Tra le attrezzature in nostro possesso, c’è uno scanner Metis (in tutta Italia se ne contano sette), che, utilizzato a pieno regime e con una opportuna campagna di regestazione dei documenti, renderà fruibile online moltissima della documentazione che conserviamo. Stiamo parlando, in prospettiva, di un vero e proprio centro di digitalizzazione che potrà essere messo a disposizione anche di altri archivi con l’idea di creare sistema, comunicazione, collaborazione.
Tu hai prefigurato un “interesse” particolare per gli archivi minerari, ci hai parlato di “predatori di archivio” e poi di associazioni che contribuiscono a sedimentare la memoria delle comunità minerarie, vogliamo approfondire queste due, opposte, tipologie?
I “predatori di archivio” hanno una concezione proprietaria della memoria, degli archivi, come una sorta di “tesoretto privato”, piccolo feudo, dove fanno entrare chi vogliono loro e tengono fuori il resto della cittadinanza.
E poi ci sono queste associazioni di ex-minatori, ex-impiegati, ex-dirigenti, come l’Associazione Minatori di Nebida o l’Associazione Mineraria, tra i molti esempi virtuosi del territorio, che si aggregano per tutelare la memoria e far conoscere quanto più possibile quello che stanno recuperando. Questa è una prospettiva totalmente differente nei confronti della storia.
La storia e la memoria delle comunità minerarie vanno diffuse, non conservate nei cassetti della propria casa, con il rischio di essere dimenticate e perdute per sempre quando si passa a miglior vita. Io ho avuto la fortuna negli anni di lavorare per persone che avevano questo tipo di tesori documentari e sono riuscito a convincerle a donarli a enti e associazioni che potessero far fruire la memoria dei loro antenati.

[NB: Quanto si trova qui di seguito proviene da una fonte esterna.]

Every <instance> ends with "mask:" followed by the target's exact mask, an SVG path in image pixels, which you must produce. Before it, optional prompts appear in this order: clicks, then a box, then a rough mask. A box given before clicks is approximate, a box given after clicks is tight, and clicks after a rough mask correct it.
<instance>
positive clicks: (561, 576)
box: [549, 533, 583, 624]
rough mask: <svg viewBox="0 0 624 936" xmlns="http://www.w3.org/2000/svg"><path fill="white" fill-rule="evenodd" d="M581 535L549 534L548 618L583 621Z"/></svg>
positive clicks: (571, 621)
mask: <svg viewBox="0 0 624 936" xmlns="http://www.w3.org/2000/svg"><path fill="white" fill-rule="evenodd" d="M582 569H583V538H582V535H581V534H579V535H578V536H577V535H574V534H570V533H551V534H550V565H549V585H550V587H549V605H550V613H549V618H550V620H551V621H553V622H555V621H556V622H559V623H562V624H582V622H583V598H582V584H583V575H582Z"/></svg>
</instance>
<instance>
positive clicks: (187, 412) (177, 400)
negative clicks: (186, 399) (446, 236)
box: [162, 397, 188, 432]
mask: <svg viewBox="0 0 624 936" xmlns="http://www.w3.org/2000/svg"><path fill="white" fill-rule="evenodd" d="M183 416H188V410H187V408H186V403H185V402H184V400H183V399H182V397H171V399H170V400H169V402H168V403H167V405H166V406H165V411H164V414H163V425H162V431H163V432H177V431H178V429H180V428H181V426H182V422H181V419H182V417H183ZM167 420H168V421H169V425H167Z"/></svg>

Ci sono infatti tantissime persone che conservano l’archivio del proprio padre o di un parente che magari ha avuto ruoli significativi (un ingegnere, un architetto, un medico o un dirigente) e questa documentazione, di fatto, rappresenta spessissimo uno spaccato importante di storia. C’è quindi tutto un lavoro da compiere per far riemergere questi fondi personali, ma serve un’azione non invasiva, un’azione di sensibilizzazione verso ciò che è bello. Perché i documenti d’archivio sono anche belli: belli da vedere, belli da presentare, belli da mostrare alla cittadinanza.
Questo archivio è stato salvato più volte: recentemente è stato messo a rischio da un incendio…
L’incendio ha messo a rischio questo patrimonio, ma non ha intaccato la volontà di ripartire e proseguire quello che è stato iniziato. Perché noi abbiamo continuato a lavorare anche senza luce. Quanto accaduto ci ha aiutato a fare delle riflessioni sui modi per tutelare maggiormente l’archivio, affinché non possa più correre pericoli: su questo aspetto Igea sta lavorando moltissimo. Sì abbiamo corso un gran rischio, ma il rischio non ci ha spezzato le gambe.